Transactional databases are optimized for running production systems--everything from websites to banks to retail stores. They excel at reading and writing individual rows of data very quickly while maintaining data integrity.

Transactional databases aren’t specifically built for analytics, but often become de facto analytic environments because they’re already in place as production databases. Because they’ve been around for decades, they’re familiar, and accessible, and ubiquitous.

If your organization does not have a pre-existing separate analytics stack, one of the quickest way to start doing analytics is to create a replica of your transactional database. This ensures that analytic queries don’t accidentally impede business-critical production queries while requiring minimal additional setup. The downside is that these databases are designed for processing transactions, not analysis. Using them for analytics is a great place to start, but you may run into limitations and need workarounds sooner than you would on a analytics-specific setup.

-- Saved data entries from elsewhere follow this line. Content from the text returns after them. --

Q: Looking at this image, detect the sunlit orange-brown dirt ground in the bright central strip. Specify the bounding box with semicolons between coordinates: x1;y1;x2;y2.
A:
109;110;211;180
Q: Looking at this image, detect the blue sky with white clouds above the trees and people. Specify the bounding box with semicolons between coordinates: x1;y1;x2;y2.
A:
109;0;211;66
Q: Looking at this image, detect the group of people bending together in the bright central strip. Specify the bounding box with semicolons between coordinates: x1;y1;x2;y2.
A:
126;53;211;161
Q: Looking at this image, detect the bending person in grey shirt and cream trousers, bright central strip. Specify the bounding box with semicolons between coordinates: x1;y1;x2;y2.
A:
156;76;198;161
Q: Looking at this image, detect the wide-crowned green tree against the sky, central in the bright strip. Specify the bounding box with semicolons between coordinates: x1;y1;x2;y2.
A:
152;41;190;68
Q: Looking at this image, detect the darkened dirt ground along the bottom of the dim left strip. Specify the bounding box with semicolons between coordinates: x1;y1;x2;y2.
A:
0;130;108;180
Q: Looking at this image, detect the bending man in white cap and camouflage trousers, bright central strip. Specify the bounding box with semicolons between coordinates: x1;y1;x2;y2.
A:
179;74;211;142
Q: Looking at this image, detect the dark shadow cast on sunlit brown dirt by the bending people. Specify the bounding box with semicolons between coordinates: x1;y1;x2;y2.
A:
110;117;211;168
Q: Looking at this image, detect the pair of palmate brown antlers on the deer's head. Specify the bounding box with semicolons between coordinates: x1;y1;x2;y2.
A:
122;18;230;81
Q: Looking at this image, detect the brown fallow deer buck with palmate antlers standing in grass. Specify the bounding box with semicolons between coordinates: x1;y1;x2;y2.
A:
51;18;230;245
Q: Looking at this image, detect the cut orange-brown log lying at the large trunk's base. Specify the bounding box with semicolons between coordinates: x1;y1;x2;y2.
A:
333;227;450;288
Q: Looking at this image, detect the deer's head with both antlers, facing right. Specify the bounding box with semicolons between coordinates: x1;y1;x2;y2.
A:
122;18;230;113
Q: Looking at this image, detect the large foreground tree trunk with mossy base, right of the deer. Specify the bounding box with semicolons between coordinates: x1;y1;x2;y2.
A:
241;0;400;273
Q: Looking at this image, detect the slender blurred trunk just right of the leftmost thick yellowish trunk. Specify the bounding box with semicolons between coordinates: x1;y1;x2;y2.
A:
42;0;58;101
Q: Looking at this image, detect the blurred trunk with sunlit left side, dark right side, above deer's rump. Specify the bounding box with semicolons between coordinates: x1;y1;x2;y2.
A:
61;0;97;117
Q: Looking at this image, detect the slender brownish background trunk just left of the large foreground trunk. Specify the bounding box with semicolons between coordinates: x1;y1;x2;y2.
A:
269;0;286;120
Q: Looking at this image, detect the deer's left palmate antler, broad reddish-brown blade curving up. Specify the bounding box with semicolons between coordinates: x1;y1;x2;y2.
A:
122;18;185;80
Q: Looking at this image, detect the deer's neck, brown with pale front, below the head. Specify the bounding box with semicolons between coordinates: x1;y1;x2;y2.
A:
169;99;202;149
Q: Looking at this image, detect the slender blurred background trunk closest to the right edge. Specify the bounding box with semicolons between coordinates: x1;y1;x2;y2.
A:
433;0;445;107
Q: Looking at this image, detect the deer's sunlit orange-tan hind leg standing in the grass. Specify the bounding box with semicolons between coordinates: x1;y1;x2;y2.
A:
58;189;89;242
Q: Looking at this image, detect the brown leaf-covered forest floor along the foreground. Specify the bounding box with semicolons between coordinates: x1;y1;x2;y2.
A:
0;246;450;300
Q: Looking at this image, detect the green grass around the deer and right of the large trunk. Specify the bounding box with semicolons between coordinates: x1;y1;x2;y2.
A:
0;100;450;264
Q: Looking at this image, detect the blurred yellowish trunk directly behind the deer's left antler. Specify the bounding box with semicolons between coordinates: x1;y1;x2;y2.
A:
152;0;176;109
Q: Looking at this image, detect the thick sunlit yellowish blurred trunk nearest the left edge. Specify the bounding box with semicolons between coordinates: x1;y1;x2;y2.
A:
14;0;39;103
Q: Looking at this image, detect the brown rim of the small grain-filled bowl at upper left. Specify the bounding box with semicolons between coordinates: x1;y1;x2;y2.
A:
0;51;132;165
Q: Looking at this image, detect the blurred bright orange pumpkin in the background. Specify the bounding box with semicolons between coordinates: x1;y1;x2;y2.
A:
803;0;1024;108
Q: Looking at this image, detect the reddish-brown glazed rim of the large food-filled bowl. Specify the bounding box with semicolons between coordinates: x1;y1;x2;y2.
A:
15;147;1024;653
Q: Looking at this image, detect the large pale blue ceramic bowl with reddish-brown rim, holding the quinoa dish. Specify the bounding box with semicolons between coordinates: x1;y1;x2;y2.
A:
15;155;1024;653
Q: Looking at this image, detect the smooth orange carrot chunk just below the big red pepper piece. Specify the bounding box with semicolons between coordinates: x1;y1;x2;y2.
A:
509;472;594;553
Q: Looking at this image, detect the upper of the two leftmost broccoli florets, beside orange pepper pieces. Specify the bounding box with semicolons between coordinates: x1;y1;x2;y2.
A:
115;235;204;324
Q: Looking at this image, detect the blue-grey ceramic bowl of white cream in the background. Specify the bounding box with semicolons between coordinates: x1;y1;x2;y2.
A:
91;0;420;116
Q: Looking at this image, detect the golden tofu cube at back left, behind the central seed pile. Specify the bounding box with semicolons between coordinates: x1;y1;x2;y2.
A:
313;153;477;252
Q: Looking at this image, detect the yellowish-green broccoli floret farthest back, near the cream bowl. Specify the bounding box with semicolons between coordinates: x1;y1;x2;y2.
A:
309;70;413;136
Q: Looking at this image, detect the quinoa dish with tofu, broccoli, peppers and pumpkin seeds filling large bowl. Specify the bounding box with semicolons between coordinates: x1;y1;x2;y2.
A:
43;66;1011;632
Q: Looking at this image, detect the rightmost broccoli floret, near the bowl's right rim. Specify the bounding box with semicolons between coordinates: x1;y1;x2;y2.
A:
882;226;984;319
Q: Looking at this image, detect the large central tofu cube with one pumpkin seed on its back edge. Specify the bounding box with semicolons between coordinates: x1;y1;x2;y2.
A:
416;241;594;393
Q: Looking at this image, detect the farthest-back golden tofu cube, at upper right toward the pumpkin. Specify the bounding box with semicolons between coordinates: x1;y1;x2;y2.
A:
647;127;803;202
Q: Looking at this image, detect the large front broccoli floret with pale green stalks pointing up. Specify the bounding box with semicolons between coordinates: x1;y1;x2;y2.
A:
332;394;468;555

Transactional databases are row-stores, which means that data is stored on disk as rows, rather than columns. That’s great, for example, when you need to know everything about one customer in the user table since you can grab only the data you need. But it’s not so great when you’re trying to count the customers in a particular ZIP code, since you have to load not just the ZIP column, but the name, address and user_id columns as well.

What are Transactional Databases really great for?

Ensuring data integrity

Transactional databases are architected to be ACID compliant, which ensures that writes to the database either succeed or fail together, maintaining a high level of data integrity when writing data to the database. Transactional databases are therefore critical for business transactions where a high-level of data integrity is necessary (the canonical example is banking where you want a whole transaction--debit from one account and credit to another--to either succeed or fail).

Low-latency

Because transactional databases are designed to run production systems, they’re very good at operations that must complete in milliseconds. If you’re doing analytics on a transactional replica of your production database, the replica will likely be nearly in sync with the master database (i.e. sub-second latency).

Monitoring operational systems

Working with data from transactional databases to provide a real-time operational snapshot is a perfect analytical use case for transactional databases because there’s so little latency introduced by the replica. If you’re trying to monitor support workloads or inventory or another operational system and need to make decisions based on data that’s as fresh as possible, replicating a the production database may be the best option.